Here are the Claude Code changes from April 20 to April 26, 2026 that caught my attention.

TL;DR

version: 2.1.116 -> 2.1.119 (Changes: 137)
Important topics:

  • Native builds replace Glob / Grep with bfs / ugrep
  • Anthropic’s official postmortem on the Claude Code quality regression
  • Hooks can invoke MCP tools directly

Claude Code Topics

Root cause of the Claude Code quality regression

Around March, complaints about Claude Code’s quality dropping were spreading on Twitter. Anthropic has now shared an investigation into what caused it. The headline conclusion is that the regression was not the model itself: it came from configuration changes and bugs on the Claude Code and Agent SDK harness side.

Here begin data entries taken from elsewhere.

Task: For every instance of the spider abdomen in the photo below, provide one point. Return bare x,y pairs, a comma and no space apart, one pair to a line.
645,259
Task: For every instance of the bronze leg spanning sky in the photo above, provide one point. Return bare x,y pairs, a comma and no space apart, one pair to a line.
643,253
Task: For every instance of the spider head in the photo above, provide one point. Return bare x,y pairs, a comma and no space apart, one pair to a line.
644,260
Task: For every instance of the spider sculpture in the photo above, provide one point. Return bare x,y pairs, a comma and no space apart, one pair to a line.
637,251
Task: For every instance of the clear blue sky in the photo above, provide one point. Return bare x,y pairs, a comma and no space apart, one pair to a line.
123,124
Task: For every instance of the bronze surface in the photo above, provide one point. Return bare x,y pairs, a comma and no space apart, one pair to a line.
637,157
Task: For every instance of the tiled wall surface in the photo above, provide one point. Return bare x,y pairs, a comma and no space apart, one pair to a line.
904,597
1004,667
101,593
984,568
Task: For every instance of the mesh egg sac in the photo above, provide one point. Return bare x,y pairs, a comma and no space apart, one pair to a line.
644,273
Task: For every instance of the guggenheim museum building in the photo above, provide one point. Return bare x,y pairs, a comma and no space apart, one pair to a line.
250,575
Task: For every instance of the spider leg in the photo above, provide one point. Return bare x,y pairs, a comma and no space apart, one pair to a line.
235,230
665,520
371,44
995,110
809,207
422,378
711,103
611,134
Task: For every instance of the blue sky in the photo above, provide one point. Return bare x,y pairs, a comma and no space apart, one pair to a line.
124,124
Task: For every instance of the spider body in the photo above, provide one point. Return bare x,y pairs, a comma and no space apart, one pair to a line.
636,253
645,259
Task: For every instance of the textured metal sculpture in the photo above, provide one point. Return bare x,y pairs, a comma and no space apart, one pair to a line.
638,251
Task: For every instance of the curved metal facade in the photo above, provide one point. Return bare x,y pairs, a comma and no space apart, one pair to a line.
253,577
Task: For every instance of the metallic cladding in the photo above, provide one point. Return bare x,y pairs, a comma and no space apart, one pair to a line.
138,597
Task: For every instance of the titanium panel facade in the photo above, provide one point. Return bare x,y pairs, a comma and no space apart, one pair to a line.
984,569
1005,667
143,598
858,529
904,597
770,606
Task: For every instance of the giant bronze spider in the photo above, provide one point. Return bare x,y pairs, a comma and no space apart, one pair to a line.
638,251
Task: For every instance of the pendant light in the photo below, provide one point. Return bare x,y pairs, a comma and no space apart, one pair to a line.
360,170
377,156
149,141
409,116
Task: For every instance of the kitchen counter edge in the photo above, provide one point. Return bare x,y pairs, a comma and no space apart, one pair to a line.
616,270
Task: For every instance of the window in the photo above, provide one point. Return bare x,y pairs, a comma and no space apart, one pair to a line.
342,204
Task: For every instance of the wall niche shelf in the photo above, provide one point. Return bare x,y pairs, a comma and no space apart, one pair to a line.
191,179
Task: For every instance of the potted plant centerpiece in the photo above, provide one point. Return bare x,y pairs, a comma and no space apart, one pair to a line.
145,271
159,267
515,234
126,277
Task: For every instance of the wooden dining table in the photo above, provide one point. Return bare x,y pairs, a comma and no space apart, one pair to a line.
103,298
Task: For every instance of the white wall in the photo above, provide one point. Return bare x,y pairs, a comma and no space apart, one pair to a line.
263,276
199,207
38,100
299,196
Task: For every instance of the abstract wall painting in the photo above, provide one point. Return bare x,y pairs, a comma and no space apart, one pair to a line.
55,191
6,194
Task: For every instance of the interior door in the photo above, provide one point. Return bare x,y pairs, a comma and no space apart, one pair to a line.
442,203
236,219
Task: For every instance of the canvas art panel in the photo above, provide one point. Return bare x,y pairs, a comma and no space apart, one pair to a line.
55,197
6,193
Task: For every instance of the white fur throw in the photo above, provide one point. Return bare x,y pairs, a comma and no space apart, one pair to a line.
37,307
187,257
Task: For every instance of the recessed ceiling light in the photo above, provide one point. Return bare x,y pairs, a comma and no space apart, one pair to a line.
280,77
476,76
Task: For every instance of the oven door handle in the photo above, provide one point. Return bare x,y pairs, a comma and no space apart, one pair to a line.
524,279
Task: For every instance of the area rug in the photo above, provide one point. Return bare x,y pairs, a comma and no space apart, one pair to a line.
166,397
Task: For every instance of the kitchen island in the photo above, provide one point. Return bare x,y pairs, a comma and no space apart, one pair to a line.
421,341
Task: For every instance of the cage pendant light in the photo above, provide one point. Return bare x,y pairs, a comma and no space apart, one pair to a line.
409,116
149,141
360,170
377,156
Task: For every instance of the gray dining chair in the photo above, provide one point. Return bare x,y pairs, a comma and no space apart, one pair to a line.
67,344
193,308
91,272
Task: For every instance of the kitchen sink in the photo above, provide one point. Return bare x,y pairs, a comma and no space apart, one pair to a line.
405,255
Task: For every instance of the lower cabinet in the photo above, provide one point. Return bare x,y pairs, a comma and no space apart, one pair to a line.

Agentic coding scores per effort level for Opus 4.7 and Opus 4.6

Three factors are called out as the main causes.

  1. The default Claude Code Thinking Effort had been changed from high to medium
  2. A cache-optimization bug cleared past reasoning on every turn instead of just once
  3. The /context calculation for Opus 4.7 was using a 200K window, so autocompact fired before reaching the actual 1M context

Claude Code's "We recommend medium effort for Opus" startup banner

The second one (the cache-optimization bug) is non-obvious in its behavior: after a /resume, every subsequent turn kept clearing thinking. The intended versus actual behavior is much easier to grasp visually.

Intended vs actual handling of thinking after an idle resume

The third issue (the /context miscalculation) was already fixed in v2.1.117 (CHANGELOG: Fixed Opus 4.7 sessions showing inflated /context percentages and autocompacting too early). For the first one (the effort default), v2.1.117 also rolled the Pro / Max default for Opus 4.6 / Sonnet 4.6 back to high.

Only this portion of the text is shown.